# The best cons to go to for a first timer?



## Flarveon (Sep 23, 2010)

So i'm an Aussie. I have been to numerous cons here, but compared to the US ones, they are.... medium sized meets in comparison. I plan on visiting FurFright in October, but I'd like to also go to at least 2 more. I have a fairly unlimited budget but would love to know what people think are the 'best' ones. 

Also, whichever is the first con, I will be having my suit delivered to it~


----------



## Grimfang (Sep 23, 2010)

I believe AnthroCon is supposed to be the/one of the biggest. I first was going to recommend whatever may be around your neighborhood, but if the budget's pretty much not a concern, I'd recommend AnthroCon from my own experience. It's big though, and most people tend to believe that a first-timer's con should be smaller. Looks like it's already gone by this year, but it takes place in Pittsburgh, Pennsylvania, usually around July.
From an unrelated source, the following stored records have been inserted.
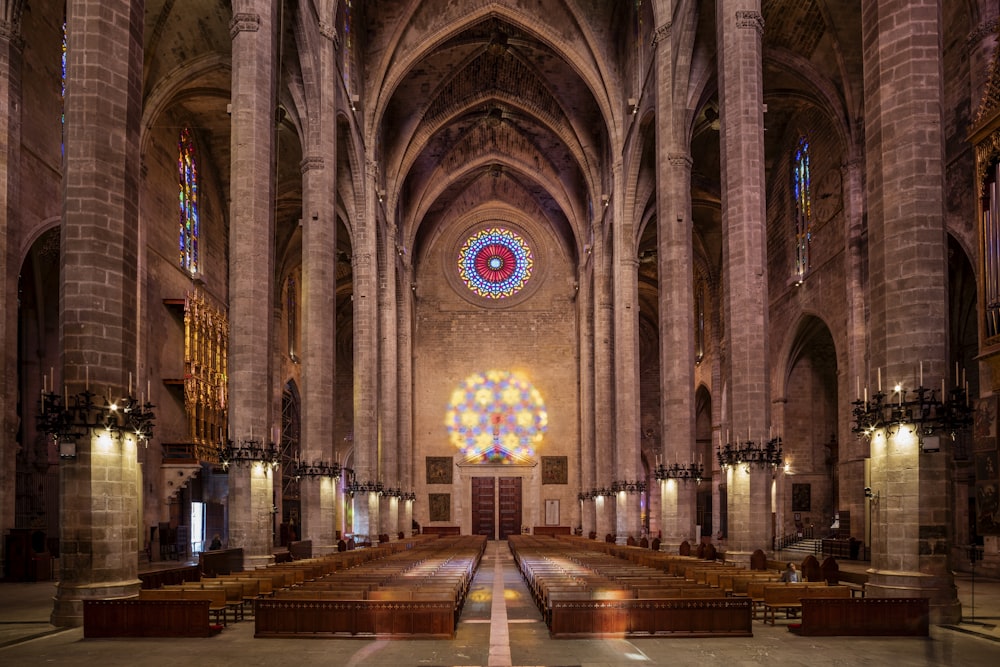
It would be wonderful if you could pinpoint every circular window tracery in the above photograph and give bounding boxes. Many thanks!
[458,227,533,298]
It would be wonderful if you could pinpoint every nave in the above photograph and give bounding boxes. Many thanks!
[1,541,998,667]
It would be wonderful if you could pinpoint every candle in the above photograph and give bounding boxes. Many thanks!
[919,362,923,387]
[856,376,860,397]
[877,368,881,392]
[50,367,54,392]
[85,365,89,390]
[128,372,132,395]
[942,378,946,400]
[955,362,959,384]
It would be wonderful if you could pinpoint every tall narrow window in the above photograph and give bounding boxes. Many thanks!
[178,128,200,275]
[793,137,812,283]
[343,0,353,92]
[61,20,67,154]
[694,279,705,364]
[984,160,1000,338]
[286,274,299,362]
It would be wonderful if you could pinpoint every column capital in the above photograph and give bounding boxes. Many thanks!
[0,19,24,51]
[968,17,999,48]
[300,155,325,173]
[667,153,693,169]
[735,10,764,37]
[230,12,261,39]
[653,21,672,46]
[319,20,339,46]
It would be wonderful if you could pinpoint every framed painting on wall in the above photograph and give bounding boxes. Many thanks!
[541,456,568,484]
[426,457,453,485]
[792,483,811,512]
[429,493,451,522]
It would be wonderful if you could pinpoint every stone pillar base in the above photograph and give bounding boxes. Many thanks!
[720,550,753,568]
[51,579,141,628]
[311,543,340,557]
[243,553,275,570]
[866,568,961,624]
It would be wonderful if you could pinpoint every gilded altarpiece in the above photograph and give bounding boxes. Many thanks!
[184,287,229,461]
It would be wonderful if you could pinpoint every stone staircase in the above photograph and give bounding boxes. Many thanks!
[777,537,822,556]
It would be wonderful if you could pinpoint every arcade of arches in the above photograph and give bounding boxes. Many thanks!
[1,0,999,628]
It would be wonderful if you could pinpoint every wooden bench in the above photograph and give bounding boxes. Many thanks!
[549,597,753,638]
[795,597,929,636]
[83,598,218,638]
[139,587,230,625]
[762,584,850,624]
[254,598,457,638]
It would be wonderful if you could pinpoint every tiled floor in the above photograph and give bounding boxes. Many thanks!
[1,542,999,666]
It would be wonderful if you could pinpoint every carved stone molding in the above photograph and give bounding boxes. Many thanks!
[0,19,25,51]
[975,127,1000,186]
[300,155,325,173]
[366,159,379,178]
[736,10,764,37]
[229,12,261,39]
[653,21,672,46]
[968,17,1000,49]
[319,20,337,45]
[667,153,693,169]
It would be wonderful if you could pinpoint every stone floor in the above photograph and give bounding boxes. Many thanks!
[2,542,999,666]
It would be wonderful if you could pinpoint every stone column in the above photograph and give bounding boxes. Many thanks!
[716,0,772,555]
[228,3,277,568]
[298,14,338,554]
[654,2,699,553]
[351,159,380,543]
[52,0,144,627]
[841,158,869,545]
[578,256,596,538]
[0,7,23,569]
[862,0,959,623]
[398,263,414,537]
[611,163,642,543]
[593,213,615,541]
[379,221,398,538]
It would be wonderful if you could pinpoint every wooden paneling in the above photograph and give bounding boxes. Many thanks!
[472,477,495,539]
[499,477,522,540]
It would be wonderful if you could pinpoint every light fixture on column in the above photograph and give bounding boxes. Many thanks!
[292,459,341,479]
[220,434,279,469]
[851,370,973,444]
[347,479,383,496]
[611,480,646,494]
[654,461,704,483]
[38,384,157,459]
[716,435,783,473]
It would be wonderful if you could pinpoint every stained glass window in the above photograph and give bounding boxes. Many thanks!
[793,137,812,283]
[458,227,533,299]
[61,20,66,154]
[286,274,299,361]
[445,370,547,464]
[178,128,200,275]
[343,0,352,91]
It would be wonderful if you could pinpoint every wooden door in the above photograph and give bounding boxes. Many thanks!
[471,477,496,539]
[498,477,522,540]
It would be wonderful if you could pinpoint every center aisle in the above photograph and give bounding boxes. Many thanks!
[488,541,512,666]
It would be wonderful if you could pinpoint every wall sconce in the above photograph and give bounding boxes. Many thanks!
[864,486,880,504]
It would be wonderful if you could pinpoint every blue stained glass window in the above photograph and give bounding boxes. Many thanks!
[61,20,66,154]
[458,227,533,299]
[178,128,200,275]
[793,137,812,282]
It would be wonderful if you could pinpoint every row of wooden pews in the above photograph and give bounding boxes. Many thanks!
[509,535,752,638]
[254,535,487,638]
[83,536,439,638]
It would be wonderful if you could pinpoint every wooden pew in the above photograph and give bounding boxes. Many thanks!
[139,587,229,625]
[254,598,457,638]
[762,584,850,624]
[795,597,929,636]
[549,597,753,638]
[83,598,218,638]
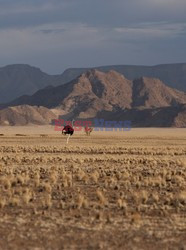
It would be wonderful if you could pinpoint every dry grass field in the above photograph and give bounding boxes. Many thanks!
[0,126,186,249]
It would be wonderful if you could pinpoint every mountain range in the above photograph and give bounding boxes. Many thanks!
[0,69,186,127]
[0,63,186,103]
[0,105,57,126]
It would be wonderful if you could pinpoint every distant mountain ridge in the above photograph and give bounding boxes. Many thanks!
[60,63,186,92]
[0,69,186,127]
[1,67,186,127]
[0,63,186,103]
[0,105,57,126]
[95,104,186,127]
[0,64,57,103]
[4,69,186,110]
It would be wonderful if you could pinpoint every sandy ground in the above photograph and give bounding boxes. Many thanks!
[0,127,185,249]
[0,125,186,137]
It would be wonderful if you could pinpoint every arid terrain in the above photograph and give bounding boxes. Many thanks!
[1,63,186,104]
[0,127,186,249]
[1,69,186,127]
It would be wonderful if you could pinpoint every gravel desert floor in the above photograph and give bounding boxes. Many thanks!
[0,126,186,249]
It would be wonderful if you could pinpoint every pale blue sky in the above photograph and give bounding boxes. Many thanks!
[0,0,186,73]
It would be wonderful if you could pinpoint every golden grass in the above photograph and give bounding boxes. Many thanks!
[0,126,185,249]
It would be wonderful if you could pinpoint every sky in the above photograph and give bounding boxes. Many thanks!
[0,0,186,74]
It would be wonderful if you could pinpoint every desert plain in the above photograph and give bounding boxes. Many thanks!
[0,126,186,249]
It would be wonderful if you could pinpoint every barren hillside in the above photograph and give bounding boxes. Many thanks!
[0,105,57,125]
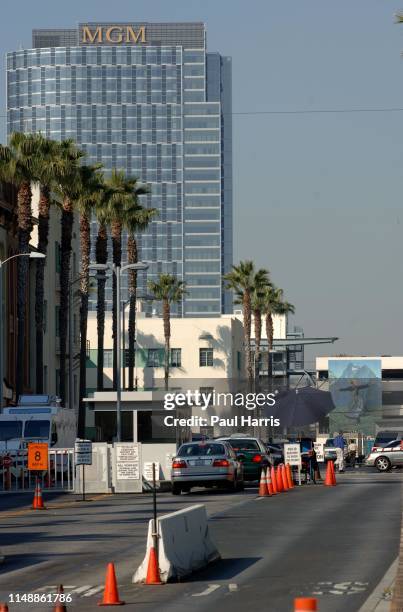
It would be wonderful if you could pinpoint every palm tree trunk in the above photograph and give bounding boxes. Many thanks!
[163,298,170,391]
[78,212,90,438]
[35,186,50,393]
[243,291,253,391]
[127,234,138,391]
[254,308,262,386]
[265,312,273,381]
[59,196,74,405]
[96,223,108,391]
[16,181,33,400]
[111,221,122,390]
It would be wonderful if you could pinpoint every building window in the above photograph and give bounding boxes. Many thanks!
[55,241,61,273]
[199,348,213,367]
[43,300,48,334]
[43,365,48,392]
[104,349,113,368]
[55,305,60,337]
[170,348,181,368]
[237,351,241,371]
[147,349,160,367]
[55,369,60,396]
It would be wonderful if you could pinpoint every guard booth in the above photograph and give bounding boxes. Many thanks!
[80,391,184,493]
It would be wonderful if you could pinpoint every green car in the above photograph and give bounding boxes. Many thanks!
[216,436,272,481]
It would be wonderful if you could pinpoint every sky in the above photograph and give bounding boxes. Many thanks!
[1,0,403,365]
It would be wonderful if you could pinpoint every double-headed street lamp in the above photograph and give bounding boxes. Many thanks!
[0,251,46,411]
[89,261,149,442]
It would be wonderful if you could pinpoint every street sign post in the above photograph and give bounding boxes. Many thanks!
[284,443,302,485]
[75,439,93,501]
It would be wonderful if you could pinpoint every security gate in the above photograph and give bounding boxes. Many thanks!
[0,448,75,492]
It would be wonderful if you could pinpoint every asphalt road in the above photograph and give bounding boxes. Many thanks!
[0,468,401,611]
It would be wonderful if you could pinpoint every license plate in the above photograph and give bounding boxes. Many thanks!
[189,459,209,466]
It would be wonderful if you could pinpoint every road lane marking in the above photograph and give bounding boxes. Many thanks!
[228,584,238,592]
[70,586,92,594]
[82,586,104,597]
[192,584,220,597]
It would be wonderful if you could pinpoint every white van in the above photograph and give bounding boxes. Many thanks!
[0,395,76,453]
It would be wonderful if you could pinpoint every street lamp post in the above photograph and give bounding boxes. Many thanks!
[0,252,46,412]
[89,261,148,442]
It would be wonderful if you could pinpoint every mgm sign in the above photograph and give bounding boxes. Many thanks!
[81,25,146,44]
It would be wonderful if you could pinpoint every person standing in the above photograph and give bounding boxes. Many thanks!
[348,439,357,467]
[333,431,347,472]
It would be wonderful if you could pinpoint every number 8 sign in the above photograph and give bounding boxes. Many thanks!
[28,443,49,471]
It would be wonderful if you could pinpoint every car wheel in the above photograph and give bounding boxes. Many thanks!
[171,483,182,495]
[181,485,191,493]
[236,478,245,491]
[375,456,391,472]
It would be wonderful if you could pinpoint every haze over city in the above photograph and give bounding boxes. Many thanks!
[2,0,403,359]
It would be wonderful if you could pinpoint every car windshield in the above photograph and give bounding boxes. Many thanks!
[325,439,335,447]
[226,439,260,451]
[24,420,50,438]
[0,421,23,441]
[178,443,226,457]
[375,434,398,446]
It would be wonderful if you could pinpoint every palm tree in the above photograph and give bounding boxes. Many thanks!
[74,164,104,437]
[95,206,109,391]
[124,203,157,390]
[54,140,85,405]
[225,261,270,389]
[0,132,44,399]
[262,285,295,378]
[105,170,148,389]
[34,137,68,393]
[147,274,187,391]
[251,282,271,384]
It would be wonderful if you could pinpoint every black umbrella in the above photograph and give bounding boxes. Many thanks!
[269,386,336,427]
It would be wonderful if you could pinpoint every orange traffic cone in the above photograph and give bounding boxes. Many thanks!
[294,597,317,611]
[53,585,67,612]
[330,460,337,486]
[32,480,46,510]
[286,464,294,489]
[281,465,289,491]
[98,562,125,606]
[270,466,278,494]
[258,468,269,496]
[323,461,334,487]
[266,467,274,495]
[276,466,284,492]
[145,546,163,585]
[0,603,9,611]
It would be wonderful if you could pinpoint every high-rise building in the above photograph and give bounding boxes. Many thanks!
[6,22,233,316]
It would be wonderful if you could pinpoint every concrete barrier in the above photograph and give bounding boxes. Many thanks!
[133,504,220,583]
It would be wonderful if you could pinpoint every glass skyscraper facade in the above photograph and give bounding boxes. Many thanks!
[6,22,232,316]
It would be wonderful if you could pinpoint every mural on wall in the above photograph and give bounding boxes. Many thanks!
[328,359,382,435]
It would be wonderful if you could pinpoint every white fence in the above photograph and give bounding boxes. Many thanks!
[0,448,75,493]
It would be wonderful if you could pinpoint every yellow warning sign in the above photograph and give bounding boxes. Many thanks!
[28,443,48,471]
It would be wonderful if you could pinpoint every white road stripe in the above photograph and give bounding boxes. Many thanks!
[70,585,92,594]
[82,586,104,597]
[228,584,238,592]
[36,586,75,591]
[192,584,220,597]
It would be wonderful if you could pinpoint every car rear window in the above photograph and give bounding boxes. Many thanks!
[226,439,260,451]
[375,433,398,446]
[178,443,226,457]
[325,439,335,447]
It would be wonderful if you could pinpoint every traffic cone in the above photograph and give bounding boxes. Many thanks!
[266,467,274,495]
[281,464,289,491]
[53,585,67,612]
[286,464,294,489]
[294,597,317,611]
[98,562,125,606]
[258,468,269,496]
[323,461,334,486]
[145,546,163,585]
[276,466,284,492]
[32,480,46,510]
[0,603,9,611]
[330,460,337,486]
[270,466,278,494]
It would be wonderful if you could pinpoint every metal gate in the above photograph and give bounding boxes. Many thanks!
[0,448,75,492]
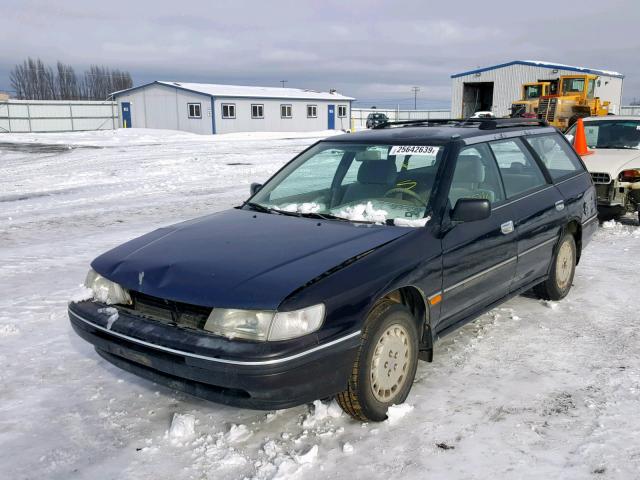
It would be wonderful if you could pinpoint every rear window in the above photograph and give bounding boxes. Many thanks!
[525,134,584,180]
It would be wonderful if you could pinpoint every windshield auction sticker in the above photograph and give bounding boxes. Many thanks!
[389,145,440,155]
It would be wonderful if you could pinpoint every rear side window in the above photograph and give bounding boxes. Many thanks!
[525,134,584,180]
[489,139,547,198]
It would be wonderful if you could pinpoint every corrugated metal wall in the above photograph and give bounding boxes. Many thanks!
[451,65,624,118]
[0,100,117,133]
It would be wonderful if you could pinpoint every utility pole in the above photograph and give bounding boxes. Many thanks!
[280,80,288,88]
[411,86,420,110]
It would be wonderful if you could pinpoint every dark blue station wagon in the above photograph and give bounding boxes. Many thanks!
[69,118,598,421]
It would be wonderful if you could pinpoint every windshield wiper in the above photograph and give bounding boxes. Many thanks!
[296,211,352,221]
[244,202,283,215]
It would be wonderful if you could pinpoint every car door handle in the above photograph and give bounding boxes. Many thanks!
[555,200,565,211]
[501,221,514,235]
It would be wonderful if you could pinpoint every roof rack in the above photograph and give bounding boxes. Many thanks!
[373,117,548,130]
[372,119,455,129]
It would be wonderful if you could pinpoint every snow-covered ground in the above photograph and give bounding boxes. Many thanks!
[1,128,639,480]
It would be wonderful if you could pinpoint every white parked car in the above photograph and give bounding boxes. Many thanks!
[565,116,640,222]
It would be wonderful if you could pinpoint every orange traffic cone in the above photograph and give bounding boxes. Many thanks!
[573,118,593,156]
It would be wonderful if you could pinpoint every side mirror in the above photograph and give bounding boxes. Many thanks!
[451,198,491,223]
[250,183,262,196]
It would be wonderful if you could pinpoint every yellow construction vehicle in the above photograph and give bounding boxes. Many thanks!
[510,81,553,118]
[536,74,610,130]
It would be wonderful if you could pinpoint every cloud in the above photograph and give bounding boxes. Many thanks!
[1,0,639,106]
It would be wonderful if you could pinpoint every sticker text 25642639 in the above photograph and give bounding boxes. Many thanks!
[389,145,440,156]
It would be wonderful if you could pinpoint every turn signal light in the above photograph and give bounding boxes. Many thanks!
[619,169,640,182]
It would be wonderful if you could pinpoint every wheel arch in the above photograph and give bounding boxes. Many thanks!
[373,285,434,362]
[566,219,582,264]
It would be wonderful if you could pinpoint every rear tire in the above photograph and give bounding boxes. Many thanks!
[336,301,419,422]
[533,233,576,301]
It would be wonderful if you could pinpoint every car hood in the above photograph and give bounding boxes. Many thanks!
[581,149,640,177]
[92,208,411,310]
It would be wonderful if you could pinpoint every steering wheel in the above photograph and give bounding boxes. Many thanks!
[383,187,428,207]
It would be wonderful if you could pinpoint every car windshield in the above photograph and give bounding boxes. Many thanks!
[370,114,386,119]
[566,120,640,149]
[248,142,445,223]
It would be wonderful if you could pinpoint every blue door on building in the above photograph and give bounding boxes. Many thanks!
[121,102,132,128]
[327,104,335,129]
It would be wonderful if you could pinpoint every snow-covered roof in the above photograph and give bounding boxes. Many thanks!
[112,81,355,101]
[451,60,624,79]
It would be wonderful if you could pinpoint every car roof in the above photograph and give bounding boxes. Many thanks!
[583,116,640,122]
[330,121,557,144]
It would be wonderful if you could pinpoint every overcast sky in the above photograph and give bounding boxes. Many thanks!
[2,0,639,108]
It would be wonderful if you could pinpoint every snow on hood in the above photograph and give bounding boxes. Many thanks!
[581,149,640,177]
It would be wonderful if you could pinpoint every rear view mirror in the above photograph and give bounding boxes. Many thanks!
[451,198,491,223]
[250,183,262,196]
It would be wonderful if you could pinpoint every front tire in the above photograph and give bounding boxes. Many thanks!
[533,233,576,301]
[337,301,419,422]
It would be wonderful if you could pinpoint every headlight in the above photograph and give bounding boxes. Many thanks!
[203,304,325,342]
[84,269,132,305]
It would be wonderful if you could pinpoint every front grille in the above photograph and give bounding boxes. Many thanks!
[537,98,557,122]
[591,172,611,184]
[125,291,212,330]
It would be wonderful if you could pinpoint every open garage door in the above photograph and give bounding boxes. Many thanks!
[462,82,494,118]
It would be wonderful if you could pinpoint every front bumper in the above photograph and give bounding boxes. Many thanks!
[69,301,360,409]
[594,181,640,211]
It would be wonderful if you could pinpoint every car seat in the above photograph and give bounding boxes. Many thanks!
[341,160,397,204]
[448,155,497,207]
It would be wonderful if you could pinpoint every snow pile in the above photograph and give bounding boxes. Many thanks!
[393,216,431,228]
[386,403,414,425]
[97,307,119,330]
[293,444,318,464]
[0,324,20,336]
[225,424,253,443]
[600,219,640,237]
[337,202,388,223]
[342,442,354,454]
[279,202,324,214]
[301,400,343,428]
[168,413,196,444]
[69,285,93,303]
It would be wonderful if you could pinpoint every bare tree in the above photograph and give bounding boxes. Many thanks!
[56,62,79,100]
[9,58,133,100]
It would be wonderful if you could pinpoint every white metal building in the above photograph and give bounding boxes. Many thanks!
[450,60,624,118]
[111,81,354,134]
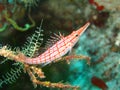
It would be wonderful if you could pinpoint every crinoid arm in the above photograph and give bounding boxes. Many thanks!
[24,64,79,90]
[33,80,79,90]
[53,54,91,65]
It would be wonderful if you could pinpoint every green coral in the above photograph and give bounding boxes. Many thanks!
[0,66,23,87]
[22,25,43,57]
[0,23,44,87]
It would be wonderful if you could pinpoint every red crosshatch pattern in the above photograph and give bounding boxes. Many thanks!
[25,22,90,65]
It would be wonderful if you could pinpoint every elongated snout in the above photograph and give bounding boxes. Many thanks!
[77,22,90,35]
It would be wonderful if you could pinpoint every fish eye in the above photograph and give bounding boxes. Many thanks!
[76,34,78,37]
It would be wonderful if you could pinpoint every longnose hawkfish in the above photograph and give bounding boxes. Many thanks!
[24,22,91,65]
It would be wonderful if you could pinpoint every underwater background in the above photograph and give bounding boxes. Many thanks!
[0,0,120,90]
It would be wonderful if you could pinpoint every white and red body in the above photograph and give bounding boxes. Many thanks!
[25,22,90,65]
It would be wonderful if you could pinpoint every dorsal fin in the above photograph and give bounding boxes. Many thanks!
[45,32,64,49]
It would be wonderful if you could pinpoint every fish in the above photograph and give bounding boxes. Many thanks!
[91,76,108,90]
[24,22,90,65]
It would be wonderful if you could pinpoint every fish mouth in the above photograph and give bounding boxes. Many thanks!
[82,22,90,30]
[77,22,90,35]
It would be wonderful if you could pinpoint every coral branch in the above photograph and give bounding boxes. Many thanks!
[24,64,79,89]
[54,55,91,65]
[33,79,79,90]
[91,54,108,65]
[29,66,45,79]
[0,46,26,63]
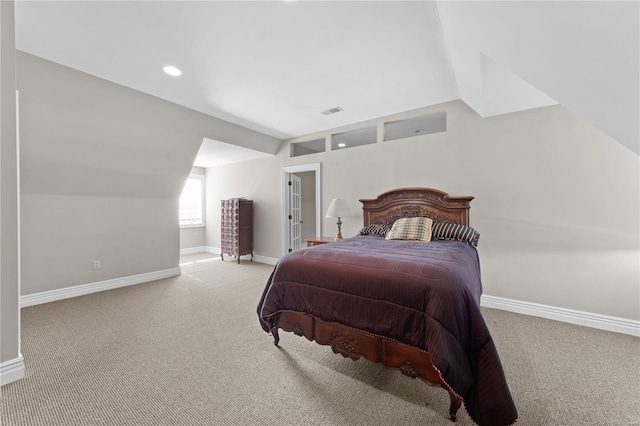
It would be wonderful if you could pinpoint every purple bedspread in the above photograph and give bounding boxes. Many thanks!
[257,236,517,426]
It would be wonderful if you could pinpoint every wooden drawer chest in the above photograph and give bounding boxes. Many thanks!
[221,199,253,263]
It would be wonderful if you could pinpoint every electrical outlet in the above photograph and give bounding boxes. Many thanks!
[93,260,101,270]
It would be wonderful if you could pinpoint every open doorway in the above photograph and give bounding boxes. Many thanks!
[179,137,275,256]
[281,163,321,256]
[295,171,316,242]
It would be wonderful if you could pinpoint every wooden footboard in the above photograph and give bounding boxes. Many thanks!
[267,311,462,422]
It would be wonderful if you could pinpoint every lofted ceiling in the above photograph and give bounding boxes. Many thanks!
[14,1,640,156]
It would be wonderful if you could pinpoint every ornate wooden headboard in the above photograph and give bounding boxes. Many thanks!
[359,187,474,227]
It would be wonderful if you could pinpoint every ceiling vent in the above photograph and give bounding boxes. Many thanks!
[321,106,343,116]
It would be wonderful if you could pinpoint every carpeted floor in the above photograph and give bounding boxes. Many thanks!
[1,253,639,425]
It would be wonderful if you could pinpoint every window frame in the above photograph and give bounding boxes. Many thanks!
[179,174,206,229]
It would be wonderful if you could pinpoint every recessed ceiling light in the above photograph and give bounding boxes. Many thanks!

The only other con I know much of is Fur Affinity's own con, Fur Affinity: United, but I've never had the opportunity to attend it. I haven't seen any news on plans for the next FA:U con either yet.


----------



## Fenrari (Sep 23, 2010)

Grimfang said:


> I believe AnthroCon is supposed to be the/one of the biggest. I first was going to recommend whatever may be around your neighborhood, but if the budget's pretty much not a concern, I'd recommend AnthroCon from my own experience. It's big though, and most people tend to believe that a first-timer's con should be smaller. Looks like it's already gone by this year, but it takes place in Pittsburgh, Pennsylvania, usually around July.
> 
> The only other con I know much of is Fur Affinity's own con, Fur Affinity: United, but I've never had the opportunity to attend it. I haven't seen any news on plans for the next FA:U con either yet.


 
I'll have to agree with this. That or Further Confusion in San Jose.


----------



## Flarveon (Sep 23, 2010)

Fenrari said:


> I'll have to agree with this. That or Further Confusion in San Jose.


 
I would go to FC, but that means I would spend my birthday overseas more than likely /which I would never really want to do even though its Aussie themed this year/. Anthrocon seems like the main plan so far, even though its huge, its my first US con, not my first con ever.


----------



## wildbilltx (Oct 7, 2010)

I think you should go to a small or medium sized convention than to go to a BIG Con like Anthrocon. I went to Megaplex in Flordia in 2006 as my first con which had an attendance around 250 and had a great time.


----------